— По-твоему, Милый-Мой, назад мы идем, к Данцигу? — шепотом спросил Чадов.
— Назад и есть...
С ним никто не согласился. А Милый-Мой присматривался и все больше убеждался, что это та самая дорога, по которой они ехали на машине прошлой ночью. Он узнавал ее по завалам, сделанным немцами при отступлении. Наши войска разобрали лес только на проезжей части, чтоб не мешал движению.
Потом полк двигался по какой-то проселочной дороге. Через час выбрался на асфальт, но скоро снова свернул в узкую просеку.
Утром вышли на опушку соснового леса, остановились. Километрах в полутора от лагеря солдаты обнаружили деревушку, натащили оттуда соломы и завалились спать.
Вечером полк снова отправился в поход и шел всю ночь, задерживаясь лишь на коротких привалах. И опять Милый-Мой где-то узнавал дорогу, где-то не узнавал. Над ним посмеивались и говорили, что если ему верить, то еще через две-три ночи Данциг покажется.
Однако, когда утром полк остановился, все обратили внимание на то, что местность очень похожа на вчерашнюю.

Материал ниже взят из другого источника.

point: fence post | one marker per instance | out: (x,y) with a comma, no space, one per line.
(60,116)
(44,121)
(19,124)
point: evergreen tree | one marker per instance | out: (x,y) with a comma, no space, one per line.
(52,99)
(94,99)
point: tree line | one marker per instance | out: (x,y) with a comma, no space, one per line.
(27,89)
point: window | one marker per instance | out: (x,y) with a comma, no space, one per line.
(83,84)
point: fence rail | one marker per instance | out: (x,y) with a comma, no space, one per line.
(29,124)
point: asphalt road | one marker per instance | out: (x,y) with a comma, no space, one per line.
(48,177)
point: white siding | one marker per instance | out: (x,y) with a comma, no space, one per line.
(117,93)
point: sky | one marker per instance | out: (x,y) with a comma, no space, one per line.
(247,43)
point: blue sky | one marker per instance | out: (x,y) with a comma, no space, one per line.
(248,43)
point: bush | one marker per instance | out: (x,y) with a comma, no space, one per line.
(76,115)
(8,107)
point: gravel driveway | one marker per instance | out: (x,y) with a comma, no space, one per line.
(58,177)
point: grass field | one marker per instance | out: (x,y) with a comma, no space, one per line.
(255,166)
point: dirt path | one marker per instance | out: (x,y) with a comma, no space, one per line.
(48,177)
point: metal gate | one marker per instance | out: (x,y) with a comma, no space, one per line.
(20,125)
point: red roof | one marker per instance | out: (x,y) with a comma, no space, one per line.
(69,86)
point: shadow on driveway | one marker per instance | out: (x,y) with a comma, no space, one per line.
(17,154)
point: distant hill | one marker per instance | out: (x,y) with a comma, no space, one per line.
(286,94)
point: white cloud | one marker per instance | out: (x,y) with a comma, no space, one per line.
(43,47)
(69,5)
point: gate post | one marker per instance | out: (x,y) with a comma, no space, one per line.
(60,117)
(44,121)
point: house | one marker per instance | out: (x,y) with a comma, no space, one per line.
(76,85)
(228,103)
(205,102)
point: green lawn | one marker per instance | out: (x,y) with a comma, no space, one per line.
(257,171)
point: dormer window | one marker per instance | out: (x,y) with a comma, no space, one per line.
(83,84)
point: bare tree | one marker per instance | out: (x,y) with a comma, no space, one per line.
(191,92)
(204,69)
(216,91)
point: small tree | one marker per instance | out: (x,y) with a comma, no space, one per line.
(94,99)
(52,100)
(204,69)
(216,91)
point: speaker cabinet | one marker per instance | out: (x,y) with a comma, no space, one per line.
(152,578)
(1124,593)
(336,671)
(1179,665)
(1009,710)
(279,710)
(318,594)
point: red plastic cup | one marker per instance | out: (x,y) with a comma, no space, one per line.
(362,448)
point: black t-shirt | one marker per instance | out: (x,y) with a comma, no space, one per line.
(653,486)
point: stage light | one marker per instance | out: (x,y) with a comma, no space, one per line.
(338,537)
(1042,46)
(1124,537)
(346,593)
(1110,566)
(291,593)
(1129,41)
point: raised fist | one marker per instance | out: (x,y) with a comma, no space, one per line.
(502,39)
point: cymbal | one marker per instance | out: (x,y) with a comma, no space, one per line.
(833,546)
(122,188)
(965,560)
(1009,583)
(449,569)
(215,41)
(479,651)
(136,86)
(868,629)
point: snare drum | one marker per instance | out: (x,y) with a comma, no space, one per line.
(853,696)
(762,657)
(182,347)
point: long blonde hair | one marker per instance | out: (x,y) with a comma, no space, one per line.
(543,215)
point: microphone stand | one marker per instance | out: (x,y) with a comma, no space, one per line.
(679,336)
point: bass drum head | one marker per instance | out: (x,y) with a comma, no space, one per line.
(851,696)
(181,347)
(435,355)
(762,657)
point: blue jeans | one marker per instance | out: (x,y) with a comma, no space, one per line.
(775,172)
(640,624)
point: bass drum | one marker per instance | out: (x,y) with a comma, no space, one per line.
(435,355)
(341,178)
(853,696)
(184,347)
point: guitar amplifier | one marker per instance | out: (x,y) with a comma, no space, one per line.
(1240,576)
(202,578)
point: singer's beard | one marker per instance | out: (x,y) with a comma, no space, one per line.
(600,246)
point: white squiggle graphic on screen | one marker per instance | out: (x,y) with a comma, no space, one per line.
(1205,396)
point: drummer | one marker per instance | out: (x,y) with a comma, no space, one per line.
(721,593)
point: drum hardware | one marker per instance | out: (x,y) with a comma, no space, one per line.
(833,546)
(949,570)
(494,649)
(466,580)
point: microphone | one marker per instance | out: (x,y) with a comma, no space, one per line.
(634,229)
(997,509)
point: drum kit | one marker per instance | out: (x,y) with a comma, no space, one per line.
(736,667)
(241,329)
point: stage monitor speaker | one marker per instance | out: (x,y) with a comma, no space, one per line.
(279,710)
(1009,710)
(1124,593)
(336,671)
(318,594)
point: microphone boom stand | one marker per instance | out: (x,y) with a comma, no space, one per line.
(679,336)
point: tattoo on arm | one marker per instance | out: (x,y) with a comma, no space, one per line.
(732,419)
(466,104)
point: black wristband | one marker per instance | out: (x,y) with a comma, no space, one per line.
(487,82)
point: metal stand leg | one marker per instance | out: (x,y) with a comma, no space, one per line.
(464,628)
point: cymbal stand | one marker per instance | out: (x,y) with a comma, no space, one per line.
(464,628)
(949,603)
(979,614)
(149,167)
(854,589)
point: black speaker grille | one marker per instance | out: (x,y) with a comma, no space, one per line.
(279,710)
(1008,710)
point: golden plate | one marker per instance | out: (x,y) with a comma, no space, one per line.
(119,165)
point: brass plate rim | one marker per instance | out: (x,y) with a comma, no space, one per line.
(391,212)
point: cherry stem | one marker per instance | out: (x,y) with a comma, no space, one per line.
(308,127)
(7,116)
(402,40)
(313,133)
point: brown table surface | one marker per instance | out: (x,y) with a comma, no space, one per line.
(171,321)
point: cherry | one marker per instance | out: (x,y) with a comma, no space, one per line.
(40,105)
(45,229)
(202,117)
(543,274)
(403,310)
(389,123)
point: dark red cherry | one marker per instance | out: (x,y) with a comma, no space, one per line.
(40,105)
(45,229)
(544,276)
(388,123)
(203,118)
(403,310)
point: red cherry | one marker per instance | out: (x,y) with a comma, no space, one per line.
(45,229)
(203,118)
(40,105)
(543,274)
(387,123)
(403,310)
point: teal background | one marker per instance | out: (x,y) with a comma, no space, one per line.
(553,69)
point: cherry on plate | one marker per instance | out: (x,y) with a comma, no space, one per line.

Опушка большого соснового леса, впереди пустые, не засеянные в эту весну поля. Край их постепенно опускается вниз, и там виднеется неширокая издали полоса Одера. А далеко на северо-западе, будто в дымке, — город. Все это виделось и вчера.
Поставили палатки и побежали на разведку. И тут всем стало ясно, что Милый-Мой прав: ходят они много, а где-то по одному и тому же месту «кружают». Метрах в восьмистах от нового расположения полка обнаружили вчерашнюю стоянку лагеря. Тут уж солдату растолковывать не надо, сам поймет: прорыв готовится где-то в другом месте, а фашисту непременно показать надо, что главный удар замышляется здесь. Для виду маскируйся, а ему вместо одного солдата кажи пять либо десять. Вот и ходит полк по одному месту и показывает разведчикам фашистским одно и то же много раз.
Днем, после сна и обеда, солдаты усаживаются где-нибудь на полянке, и замполит ведет обстоятельный рассказ о боях на других участках, о том, как разворачивают второй фронт союзники.
— Союзнички, — ворчал после беседы Крысанов. — Ишь, помогать хватились! Все ждали, когда нас фриц доедать станет. Не вышло. Теперь норовят кусок пожирней отхватить. Гляди, как заторопились!
Вечером исчезли палатки, и снова полк двигался по дорогам — по тем же и совсем по другим.
На привале комсорг батальона Гусев появился в пулеметной роте. Еще днем он пробовал поговорить с Батовым, но тот отмалчивался, и Гусев не стал тревожить его. Однако и откладывать разговор тоже нельзя, потому что на днях должно состояться батальонное партсобрание. И если Батов решил подать заявление, то тянуть незачем.
Но, как заметил Гусев, с Батовым творится что-то не совсем понятное: ходит хмурый, на разговор идет неохотно.
— Ты думал, Алеша, о нашем разговоре? — спросил Гусев, шагнув за придорожную канаву и ложась на траву рядом с Батовым. Тот тянул дым из сигареты, держа ее в согнутой ладони. Низенькую молодую травку не было видно в темноте, но она ощущалась под руками и отдавала запахом той свежести, какую ни с чем не спутаешь.
— Думал, Юра... Все эти дни думаю.
— Думать тут действительно надо серьезно, — согласился Гусев. — На всю жизнь... И к какому пришел выводу?
— Крюков — коммунист? — не ответив, спросил Батов.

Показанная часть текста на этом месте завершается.